Online trolls have been sneaking into web meetings and disrupting them with profanities and pornography for at least the better part of the last month. Cybersecurity researchers fear these disruptions could be a precursor to more harmful attacks allowing hackers to commandeer connected machines to access secure files or other corporate software.
“Much of our current reality is unchartered territory, and this growing dependence on Zoom at home is just another one,” said Mark Ostrowski, regional head of engineering for Check Point Software Technologies Ltd. “As soon as a platform’s attack surface gets big enough, you can only expect that they’ll become more interesting to attackers. That’s what’s happened to Zoom.”
In a Wednesday blog post, Zoom said that it takes security concerns “extremely seriously” and that the company is “looking into each and every one of them and addressing them as expeditiously as we can.”
But there’s good news. Users don’t have to follow Elon Musk, whose SpaceX has banned the use of Zoom Video Communications Inc. amid privacy concerns.
There are a few simple steps to host secure video meetings, according to security experts. For instance, ensure your meeting is password protected, and don’t share meeting IDs and passwords on social media, where criminal hackers may grab the credentials.

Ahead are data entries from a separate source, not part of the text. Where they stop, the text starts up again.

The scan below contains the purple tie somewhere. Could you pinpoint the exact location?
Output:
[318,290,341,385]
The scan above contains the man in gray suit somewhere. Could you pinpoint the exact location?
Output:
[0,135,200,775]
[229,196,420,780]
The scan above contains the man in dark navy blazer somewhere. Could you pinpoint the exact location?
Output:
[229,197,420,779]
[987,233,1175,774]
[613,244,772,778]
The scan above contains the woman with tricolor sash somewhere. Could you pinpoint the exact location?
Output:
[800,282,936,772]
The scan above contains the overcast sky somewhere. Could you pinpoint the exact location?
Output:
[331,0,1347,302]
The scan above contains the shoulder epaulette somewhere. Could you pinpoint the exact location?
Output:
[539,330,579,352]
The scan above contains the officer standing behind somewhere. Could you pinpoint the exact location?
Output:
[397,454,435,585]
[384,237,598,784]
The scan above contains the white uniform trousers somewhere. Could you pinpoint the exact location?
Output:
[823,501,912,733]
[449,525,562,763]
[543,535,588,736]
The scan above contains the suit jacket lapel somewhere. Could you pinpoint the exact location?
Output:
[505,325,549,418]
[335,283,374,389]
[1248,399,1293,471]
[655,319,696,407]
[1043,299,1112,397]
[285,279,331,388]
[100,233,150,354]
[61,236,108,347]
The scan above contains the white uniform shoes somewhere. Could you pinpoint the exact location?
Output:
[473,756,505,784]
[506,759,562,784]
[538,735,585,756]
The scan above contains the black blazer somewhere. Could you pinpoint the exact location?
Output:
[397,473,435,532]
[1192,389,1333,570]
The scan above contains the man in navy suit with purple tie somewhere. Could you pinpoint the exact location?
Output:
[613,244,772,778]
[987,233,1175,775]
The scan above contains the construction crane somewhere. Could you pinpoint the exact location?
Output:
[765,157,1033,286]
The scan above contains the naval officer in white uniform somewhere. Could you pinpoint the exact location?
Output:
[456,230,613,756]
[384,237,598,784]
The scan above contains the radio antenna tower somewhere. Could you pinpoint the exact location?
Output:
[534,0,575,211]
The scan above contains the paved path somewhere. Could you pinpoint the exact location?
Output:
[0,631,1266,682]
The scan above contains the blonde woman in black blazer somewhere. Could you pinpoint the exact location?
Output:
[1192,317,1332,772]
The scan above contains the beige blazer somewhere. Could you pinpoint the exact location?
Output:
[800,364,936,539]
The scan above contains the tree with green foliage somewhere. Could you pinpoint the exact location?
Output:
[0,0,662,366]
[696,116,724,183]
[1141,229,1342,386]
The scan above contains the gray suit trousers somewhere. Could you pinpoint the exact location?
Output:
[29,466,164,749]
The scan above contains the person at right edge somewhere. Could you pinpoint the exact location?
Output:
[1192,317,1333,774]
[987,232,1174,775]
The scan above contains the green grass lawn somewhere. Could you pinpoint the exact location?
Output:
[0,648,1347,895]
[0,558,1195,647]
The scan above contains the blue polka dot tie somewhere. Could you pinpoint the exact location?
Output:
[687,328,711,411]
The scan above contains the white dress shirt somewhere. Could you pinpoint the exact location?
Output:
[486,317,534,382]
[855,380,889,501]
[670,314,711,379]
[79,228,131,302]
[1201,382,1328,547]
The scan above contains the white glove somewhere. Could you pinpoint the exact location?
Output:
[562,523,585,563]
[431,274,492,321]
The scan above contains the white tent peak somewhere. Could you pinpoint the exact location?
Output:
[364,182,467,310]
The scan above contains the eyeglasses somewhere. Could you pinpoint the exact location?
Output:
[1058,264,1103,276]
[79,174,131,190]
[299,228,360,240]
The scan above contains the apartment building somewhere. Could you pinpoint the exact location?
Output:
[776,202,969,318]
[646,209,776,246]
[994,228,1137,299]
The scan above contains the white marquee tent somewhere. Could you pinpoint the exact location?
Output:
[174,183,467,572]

Zoom appears to have been designed with security as an “afterthought,” Wardle said, adding that it was a common phenomenon among startups primarily focused on users and funding.
But Zoom’s meteoric popularity has drawn additional scrutiny.
“We did not design the product with the foresight that, in a matter of weeks, every person in the world would suddenly be working, studying, and socializing from home,” Zoom said in the blog post. The influx of new users has presented the company with “challenges we did not anticipate when the platform was conceived” and that company “committed to learning from them and doing better in the future.”
On March 30, the FBI issued a warning about so-called “zoom-bombing,” urging users not to make classes or meetings public or share links to teleconferences on social media.
That same day, a Zoom user sued the company claiming its services were illegally disclosing personal information.
Zoom acknowledged that it shares data with Facebook in a blog post on March 27.
In addition, New York State Attorney General Letitia James wrote a recent letter to Zoom that included “a number of questions to ensure the company will take appropriate steps to ensure users’ privacy and security is protected,” according to a spokesperson for the attorney general’s office, who declined to share a copy of the letter.
Concerns over Zoom’s security practices aren’t new. Last year, a researcher named Jonathan Leitschuh discovered that the desktop version of Zoom for Macs quietly installed a web server — one that remained on systems even if the app was removed — that presented a new way for hackers to access webcams, he said. Apple Inc. released an update in July that plugged the security hole.
Holding Zoom’s “feet to the fire” around security and privacy amid the app’s new popularity will create incentives for the company to adapt, Leitschuh said in an interview.